100% Pure Ruby(tm)
September 26th, 2006
Recently I’ve been doing a fair amount of work in Ruby. And yes, I’ve felt super-productive. Particularly compared to Java.
The downside of working in Java is the 100% Pure Java(tm) mentality. In the search for a clean and cohesive system, we take the attitude that if it’s not pure Java, it’s crap. In Java, if we need something to happen periodically, we might examine TimerTask, decide it’s insufficient and move on to Quartz. So we add it to our build, figure out the API, realize it conflicts with some other dependency. Well, damn.
With Ruby, it’s scripty enough to not feel the need to have a 100% Pure Ruby(tm) mentality. A Ruby system needs something to occur periodically, we just open a pipe to crontab and hand that bit off to cron.
“But Windows doesn’t have cron!”
Too bad.
Use a better operating system.
The majority of systems deploy to Linux or some other Unix-alike. Developing on a Unix-ish system only makes sense. You wouldn’t prepare to drive an RV by tooling around in a Kia Sportage, now would you?
When you break free of the JVM mentality and assume a sensible host operating system, you realize that the OS itself is your virtual machine to play in. If it’s in your $PATH and can be expected to behave reasonably well on any sane Unix-like OS, by all means, use it.
Back to the premise… Since Ruby is indeed “scripty” you can accomplish a crapload just using a pair of backticks, effectively not even using Ruby at all.
And you can do it without guilt or complication. Completely unlike punting to Runtime.exec(…). That always makes you feel dirty.
Perhaps Groovy and JRuby will help break the never-escape-the-JVM attitude.

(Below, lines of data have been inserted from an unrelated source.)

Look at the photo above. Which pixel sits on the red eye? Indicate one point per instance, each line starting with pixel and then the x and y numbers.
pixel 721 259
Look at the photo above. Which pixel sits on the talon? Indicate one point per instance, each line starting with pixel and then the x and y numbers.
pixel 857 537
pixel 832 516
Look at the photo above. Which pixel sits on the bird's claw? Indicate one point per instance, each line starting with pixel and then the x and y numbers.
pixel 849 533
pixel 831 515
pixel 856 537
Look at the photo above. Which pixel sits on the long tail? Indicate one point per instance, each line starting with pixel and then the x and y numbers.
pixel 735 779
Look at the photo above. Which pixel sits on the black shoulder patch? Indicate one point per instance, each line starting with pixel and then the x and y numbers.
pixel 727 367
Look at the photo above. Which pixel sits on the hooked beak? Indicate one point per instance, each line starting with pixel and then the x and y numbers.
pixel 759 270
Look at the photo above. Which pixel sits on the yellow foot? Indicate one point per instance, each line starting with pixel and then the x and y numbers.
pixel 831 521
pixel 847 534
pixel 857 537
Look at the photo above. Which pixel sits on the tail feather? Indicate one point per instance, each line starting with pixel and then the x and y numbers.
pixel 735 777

Give a developer backticks and easy pipes to subprocesses, and no telling what sort of nefarious things he might could do.

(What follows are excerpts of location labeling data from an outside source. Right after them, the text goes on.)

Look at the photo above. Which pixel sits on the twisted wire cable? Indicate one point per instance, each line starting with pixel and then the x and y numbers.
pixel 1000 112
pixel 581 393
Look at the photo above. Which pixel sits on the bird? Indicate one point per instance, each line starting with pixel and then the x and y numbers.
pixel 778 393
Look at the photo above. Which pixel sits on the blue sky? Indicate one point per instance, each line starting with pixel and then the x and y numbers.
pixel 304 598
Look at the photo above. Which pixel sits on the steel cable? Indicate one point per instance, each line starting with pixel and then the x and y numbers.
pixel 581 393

September 26th, 2006 at 3:38 am
“Too bad.
Use a better operating system.”
dude. wake up..
September 26th, 2006 at 4:07 pm
Windows has the “AT” command instead of cron. Sadly, it has major security implications - http://passivemode.net/updates/2006/6/5/windows-xp-privilege-escalation-exploit.html
October 3rd, 2006 at 6:54 am
There are advantages to scripting existing commands. Try to run (exec) a program from Java, capturing its output and you’ll soon see all the fun and joy Java can bring. In this area, Java is a real pain compared to scripting languages like Python or Ruby.
The largest upside of the 100% Java, though, and something I’m surprised the Python and Ruby communities have not moved towards is the fact that Java database drivers (JDBC) are written 100% in Java. That means, I can connect to Oracle, for example, from Java (or MySql, or whatever) just by including a Jar file in my app.
With Ruby or Python, unfortunately, I need a library written in C and compiled for the platform in use. With Python or Ruby, I need to install the driver, which requires an extra step (and perhaps root access). This complicates installation compared to Java applications. I see nothing in Python or Ruby that would stop one from writing DB drivers within the language itself (rather than C). It’s just that no one appears to have done it.